October 30, 2014

One man’s journey to commemorate the greatest bookstores in the world


BookCourt (via The New Yorker)

BookCourt (via The New Yorker)

New York City has seen a run of independent bookstore moves and closings this year, a state of affairs that seems to be coming from the ever increasing rent in the city, and the ever fluctuating world of publishing and bookselling in general, and this month we see yet another unexpected change in the bookstore landscape. Earlier this week we learned that Posman Books in Grand Central Terminal was being forced to shut its doors and move on, a fact that makes this particular bibliophile a very sad girl.

The store handed out a “heartfelt thank you and farewell” flyer on Monday from CEO Eugene Posman, assuring customers that while Posman is no longer going to live in the terminal at the corner of 42nd street and Lexington Avenue, they are still open at their Chelsea Market and Rockefeller Center locations, and are attempting to work with Grand Central on finding another space inside the station. But, despite the seeming lack of respect or distinction for independent bookstores in New York City (and all over the world) who are being forced to close or move, other news would suggest that, in fact, and people still love independent bookstores and want them to be remembered. So, what better way to commemorate bookstores and lavish them with respect and distinction, than to make a book about bookstores?

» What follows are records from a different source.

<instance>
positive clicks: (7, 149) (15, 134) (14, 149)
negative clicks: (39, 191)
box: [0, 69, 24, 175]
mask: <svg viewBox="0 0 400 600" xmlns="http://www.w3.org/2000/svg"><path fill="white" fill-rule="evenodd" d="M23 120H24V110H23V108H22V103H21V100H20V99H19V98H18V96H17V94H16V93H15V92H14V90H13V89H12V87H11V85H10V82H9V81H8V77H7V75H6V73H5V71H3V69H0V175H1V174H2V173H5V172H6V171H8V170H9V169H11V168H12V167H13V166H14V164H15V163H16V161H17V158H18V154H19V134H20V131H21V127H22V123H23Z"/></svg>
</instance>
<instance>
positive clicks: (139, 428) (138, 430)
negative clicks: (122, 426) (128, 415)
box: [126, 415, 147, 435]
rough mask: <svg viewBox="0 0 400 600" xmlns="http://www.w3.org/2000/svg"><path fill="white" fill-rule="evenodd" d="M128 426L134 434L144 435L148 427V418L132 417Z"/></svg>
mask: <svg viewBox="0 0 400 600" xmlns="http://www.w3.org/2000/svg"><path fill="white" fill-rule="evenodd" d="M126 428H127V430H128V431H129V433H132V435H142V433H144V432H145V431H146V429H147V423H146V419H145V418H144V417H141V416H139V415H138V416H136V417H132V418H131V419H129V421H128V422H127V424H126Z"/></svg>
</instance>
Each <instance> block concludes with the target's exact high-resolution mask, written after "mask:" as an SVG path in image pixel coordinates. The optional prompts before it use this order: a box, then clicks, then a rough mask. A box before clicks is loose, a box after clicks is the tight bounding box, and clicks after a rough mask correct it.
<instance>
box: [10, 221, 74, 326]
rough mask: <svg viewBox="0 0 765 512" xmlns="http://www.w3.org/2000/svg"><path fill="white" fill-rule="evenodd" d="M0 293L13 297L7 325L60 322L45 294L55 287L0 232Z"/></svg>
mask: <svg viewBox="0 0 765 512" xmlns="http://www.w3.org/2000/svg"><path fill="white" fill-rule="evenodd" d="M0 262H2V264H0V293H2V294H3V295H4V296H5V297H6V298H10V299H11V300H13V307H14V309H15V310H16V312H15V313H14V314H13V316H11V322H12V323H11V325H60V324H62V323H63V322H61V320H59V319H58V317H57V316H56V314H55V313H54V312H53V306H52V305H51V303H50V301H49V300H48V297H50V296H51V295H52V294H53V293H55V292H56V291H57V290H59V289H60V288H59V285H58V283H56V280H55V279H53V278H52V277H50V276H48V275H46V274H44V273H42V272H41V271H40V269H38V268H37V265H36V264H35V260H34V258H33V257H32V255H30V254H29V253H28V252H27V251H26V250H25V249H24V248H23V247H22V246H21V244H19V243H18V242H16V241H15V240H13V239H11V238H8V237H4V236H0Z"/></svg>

Bob Eckstein—cartoonist, writer, illustrator, and self proclaimed snowman expert—just signed a book deal with the Potter Style imprint at Random House (as reported by GalleyCat last week) for a project currently entitled Footnotes From the World’s Greatest Bookstores. The project was inspired by two separate pieces in The New Yorker where Eckstein went to various independent and notable bookstores in New York City, collecting stories from the owners or employees there and then pairing each story with a hand-drawn illustration of the shopfront. The stories from Eckstein’s New Yorker series range from sad and poignant, to fun and interesting, to straight up weird (like the one from BookCourt where Robin Williams came in yelling about how much he loved books. Ask our own Alex Shephard about that one—he was allegedly working there when it happened!).

The series featured bookstores that were both happily in business and sadly closed down as well as now at least one that is in the process of closing (Posman Books in Grand Central was featured by Eckstein before their closing was made public–a lovely reminder of its long lasting presence in the train station). According to Twitter, Eckstein is currently on his way to Boston, MA to find some notable stores, and then on to who knows where. I expect we will find Footnotes From the World’s Greatest Bookstores just as interesting, funny, weird, poignant, and beautifully illustrated as the series on New York City shops. It will be a wonderful tribute to the great bookstores of the world and all the people who love them.